Anya il est arrivé d’Ukraine dans la capitale bavaroise il y a cinq ans, alors qu’une invasion russe était encore loin d’être envisageable. Là, il avait obtenu un diplôme en tourisme, mais en cinq ans, il n’avait pas interagi avec plus de touristes qu’il n’avait pu en trouver dans la rue. Et bien que la chaîne Meliá ait apprécié sa formation précédente, sa carrière au sein de l’entreprise a commencé comme apprenti et est passée par tous les départements, de la réception à la vente, en passant par le service du petit-déjeuner. « Ici, il est impensable d’embaucher quelqu’un et de ne lui donner aucune formation. Et puis vous avez tellement investi en lui que ça vaut le coup qu’il reste », explique son manager.

« Avec la formation professionnelle en alternance, toutes les parties sont gagnantes.
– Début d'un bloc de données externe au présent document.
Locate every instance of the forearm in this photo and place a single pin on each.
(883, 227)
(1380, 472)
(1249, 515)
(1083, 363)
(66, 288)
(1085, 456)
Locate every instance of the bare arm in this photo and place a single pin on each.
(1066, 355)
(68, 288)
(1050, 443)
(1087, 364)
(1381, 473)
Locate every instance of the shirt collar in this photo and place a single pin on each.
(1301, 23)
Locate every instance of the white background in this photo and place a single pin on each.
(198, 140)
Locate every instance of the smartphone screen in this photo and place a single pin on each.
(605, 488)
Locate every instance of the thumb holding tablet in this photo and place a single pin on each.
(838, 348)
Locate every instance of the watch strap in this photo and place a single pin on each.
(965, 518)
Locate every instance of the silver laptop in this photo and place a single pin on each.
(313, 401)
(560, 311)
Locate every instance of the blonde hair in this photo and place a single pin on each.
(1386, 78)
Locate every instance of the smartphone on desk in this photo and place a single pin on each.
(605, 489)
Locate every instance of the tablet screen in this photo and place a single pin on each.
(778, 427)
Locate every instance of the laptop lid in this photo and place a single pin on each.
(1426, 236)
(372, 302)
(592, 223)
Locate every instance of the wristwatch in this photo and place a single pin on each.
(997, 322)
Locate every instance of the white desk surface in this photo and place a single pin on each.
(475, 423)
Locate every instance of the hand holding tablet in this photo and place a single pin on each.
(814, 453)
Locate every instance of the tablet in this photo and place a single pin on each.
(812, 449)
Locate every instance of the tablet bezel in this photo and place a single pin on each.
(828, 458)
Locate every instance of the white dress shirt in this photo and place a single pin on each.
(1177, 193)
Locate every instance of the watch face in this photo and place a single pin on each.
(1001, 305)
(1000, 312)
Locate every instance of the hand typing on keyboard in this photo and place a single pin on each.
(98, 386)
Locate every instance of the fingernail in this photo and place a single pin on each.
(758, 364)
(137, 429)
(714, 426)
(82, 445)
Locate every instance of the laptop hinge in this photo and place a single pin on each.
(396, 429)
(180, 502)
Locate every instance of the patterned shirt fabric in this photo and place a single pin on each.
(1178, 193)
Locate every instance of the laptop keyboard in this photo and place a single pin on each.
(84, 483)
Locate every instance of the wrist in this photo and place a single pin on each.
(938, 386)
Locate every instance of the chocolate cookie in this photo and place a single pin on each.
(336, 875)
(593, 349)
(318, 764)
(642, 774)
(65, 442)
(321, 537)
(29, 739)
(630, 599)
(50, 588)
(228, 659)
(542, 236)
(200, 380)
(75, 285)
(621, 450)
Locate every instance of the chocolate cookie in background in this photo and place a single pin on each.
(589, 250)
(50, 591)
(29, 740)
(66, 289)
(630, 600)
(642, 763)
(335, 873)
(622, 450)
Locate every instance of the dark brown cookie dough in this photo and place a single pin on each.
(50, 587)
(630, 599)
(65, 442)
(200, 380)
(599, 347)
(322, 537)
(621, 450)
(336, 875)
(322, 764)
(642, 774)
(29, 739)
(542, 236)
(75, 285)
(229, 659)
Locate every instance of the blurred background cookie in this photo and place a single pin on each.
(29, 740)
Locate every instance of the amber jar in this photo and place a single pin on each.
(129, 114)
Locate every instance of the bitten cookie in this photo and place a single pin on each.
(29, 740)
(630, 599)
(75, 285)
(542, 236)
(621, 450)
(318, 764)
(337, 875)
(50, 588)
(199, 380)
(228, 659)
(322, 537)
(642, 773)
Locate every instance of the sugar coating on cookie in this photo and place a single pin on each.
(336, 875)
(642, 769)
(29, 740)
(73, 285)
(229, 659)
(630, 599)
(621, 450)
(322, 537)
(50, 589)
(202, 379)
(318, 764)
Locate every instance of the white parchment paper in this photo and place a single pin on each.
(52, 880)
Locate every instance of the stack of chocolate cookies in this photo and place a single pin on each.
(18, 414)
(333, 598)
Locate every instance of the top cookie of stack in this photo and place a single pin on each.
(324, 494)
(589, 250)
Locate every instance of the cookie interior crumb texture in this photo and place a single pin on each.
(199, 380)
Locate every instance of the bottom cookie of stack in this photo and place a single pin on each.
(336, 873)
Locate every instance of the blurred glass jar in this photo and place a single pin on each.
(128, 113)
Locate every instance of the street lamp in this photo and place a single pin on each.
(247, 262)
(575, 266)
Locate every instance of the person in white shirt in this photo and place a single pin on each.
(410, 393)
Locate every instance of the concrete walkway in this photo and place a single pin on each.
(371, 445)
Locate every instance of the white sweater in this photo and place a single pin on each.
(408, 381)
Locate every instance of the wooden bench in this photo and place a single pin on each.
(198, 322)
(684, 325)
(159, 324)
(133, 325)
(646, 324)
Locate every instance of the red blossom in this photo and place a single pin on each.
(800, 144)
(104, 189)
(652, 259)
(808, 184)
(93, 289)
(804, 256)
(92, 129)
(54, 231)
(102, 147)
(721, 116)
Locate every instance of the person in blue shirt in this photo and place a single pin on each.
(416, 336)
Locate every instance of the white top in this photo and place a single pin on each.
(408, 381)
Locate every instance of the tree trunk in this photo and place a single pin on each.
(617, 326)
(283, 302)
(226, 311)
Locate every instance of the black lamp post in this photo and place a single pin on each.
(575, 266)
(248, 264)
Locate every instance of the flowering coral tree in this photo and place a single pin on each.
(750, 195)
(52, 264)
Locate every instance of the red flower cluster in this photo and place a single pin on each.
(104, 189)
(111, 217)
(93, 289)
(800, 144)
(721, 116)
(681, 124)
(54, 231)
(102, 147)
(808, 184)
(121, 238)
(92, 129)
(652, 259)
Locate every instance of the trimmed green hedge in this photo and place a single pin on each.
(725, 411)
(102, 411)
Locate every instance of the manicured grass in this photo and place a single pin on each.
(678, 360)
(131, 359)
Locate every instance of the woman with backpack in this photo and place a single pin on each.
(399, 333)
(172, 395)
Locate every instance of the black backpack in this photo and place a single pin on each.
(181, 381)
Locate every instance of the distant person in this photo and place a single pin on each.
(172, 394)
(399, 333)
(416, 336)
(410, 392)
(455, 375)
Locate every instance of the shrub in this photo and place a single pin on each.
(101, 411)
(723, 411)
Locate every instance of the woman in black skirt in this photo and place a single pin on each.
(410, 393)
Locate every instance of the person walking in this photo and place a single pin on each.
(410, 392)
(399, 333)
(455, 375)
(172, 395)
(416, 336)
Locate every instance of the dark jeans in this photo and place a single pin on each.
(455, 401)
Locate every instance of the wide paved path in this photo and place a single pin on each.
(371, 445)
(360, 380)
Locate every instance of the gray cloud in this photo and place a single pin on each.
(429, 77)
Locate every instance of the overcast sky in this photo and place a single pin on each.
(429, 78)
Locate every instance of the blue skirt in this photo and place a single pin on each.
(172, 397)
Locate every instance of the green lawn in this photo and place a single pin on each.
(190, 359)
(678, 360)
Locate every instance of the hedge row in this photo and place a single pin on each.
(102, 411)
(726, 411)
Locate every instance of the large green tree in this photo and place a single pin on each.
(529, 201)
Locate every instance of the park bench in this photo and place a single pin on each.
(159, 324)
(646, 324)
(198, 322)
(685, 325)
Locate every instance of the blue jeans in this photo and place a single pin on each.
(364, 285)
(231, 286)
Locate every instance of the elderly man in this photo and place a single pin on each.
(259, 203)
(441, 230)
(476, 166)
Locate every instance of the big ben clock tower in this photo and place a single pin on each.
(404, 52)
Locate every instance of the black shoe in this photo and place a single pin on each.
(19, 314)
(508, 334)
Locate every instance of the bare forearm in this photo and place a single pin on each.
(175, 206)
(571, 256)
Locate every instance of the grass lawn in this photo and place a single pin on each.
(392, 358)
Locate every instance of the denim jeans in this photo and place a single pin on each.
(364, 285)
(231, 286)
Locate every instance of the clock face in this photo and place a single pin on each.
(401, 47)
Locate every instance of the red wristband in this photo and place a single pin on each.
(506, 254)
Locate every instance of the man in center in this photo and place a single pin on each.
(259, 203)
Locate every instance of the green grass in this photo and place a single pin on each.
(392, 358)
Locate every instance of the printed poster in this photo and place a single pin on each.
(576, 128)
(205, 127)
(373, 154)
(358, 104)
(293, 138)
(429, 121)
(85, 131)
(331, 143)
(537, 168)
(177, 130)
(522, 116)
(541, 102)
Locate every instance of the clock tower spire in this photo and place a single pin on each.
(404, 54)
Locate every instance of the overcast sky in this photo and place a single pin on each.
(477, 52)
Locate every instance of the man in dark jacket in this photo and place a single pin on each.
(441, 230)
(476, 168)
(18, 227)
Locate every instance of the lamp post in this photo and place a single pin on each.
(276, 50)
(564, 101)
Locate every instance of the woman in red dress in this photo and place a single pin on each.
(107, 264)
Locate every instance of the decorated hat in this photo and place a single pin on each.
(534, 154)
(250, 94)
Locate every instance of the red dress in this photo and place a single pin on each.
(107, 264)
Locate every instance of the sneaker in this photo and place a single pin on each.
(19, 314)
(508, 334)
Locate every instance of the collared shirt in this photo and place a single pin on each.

Les entreprises s’assurent que ce qui est appris est pratique et actualisé au rythme vertigineux auquel elles doivent évoluer aujourd’hui. Et les jeunes obtiennent des emplois bien rémunérés avec un avenir plusieurs fois ils ne savent pas », dit le directeur de la Fondation Bertelsmann, Clara Bassols.

Un patrimoine empoisonné et des métiers ségrégués par sexe

« L’argent me donne de l’autonomie, je peux sortir et le dépenser avec mes amis. Mais il n’y a pas que ça, pour moi c’est très important de combiner l’académie avec le travail. Et étudier ça ne ferme la porte à rien, je suis toujours à l’heure pour aller à l’université, mais je voulais d’abord travailler », raconte Nil Guimera, un Munichois de 20 ans, fils d’une femme de Tarragone et d’un homme de Barcelone, venus jeunes pour chercher du travail, comme tant d’autres Espagnols, en Allemagne. Aujourd’hui son fils est apprenti chez BMW et il n’hésitera pas à le recommander à ses cousins ​​catalans. « Mes parents ont eu du mal à accepter que j’opte pour un MF, ils voulaient qu’ils aillent étudier à l’université », avoue-t-il.

C’est l’un des principaux problèmes du modèle éducatif allemand, malgré la grande implantation qu’il a eue historiquement. Tout comme en Espagne, jusqu’à présent, les diplômes intermédiaires et supérieurs de l’EP étaient considérés par beaucoup comme une éducation de «seconde classe» par rapport à l’université, en Allemagne, si un parent a suivi une formation professionnelle, il est très probable que son enfant le fera aussi. Un autre problème est qu’il y a encore beaucoup de ségrégation entre les sexes. C’est-à-dire que dans les cycles automobiles presque tous les étudiants sont des hommes, alors que dans l’hôtellerie ou la coiffure presque tous les apprentis sont des femmes. Un biais qui n’a guère été réduit ces dernières années.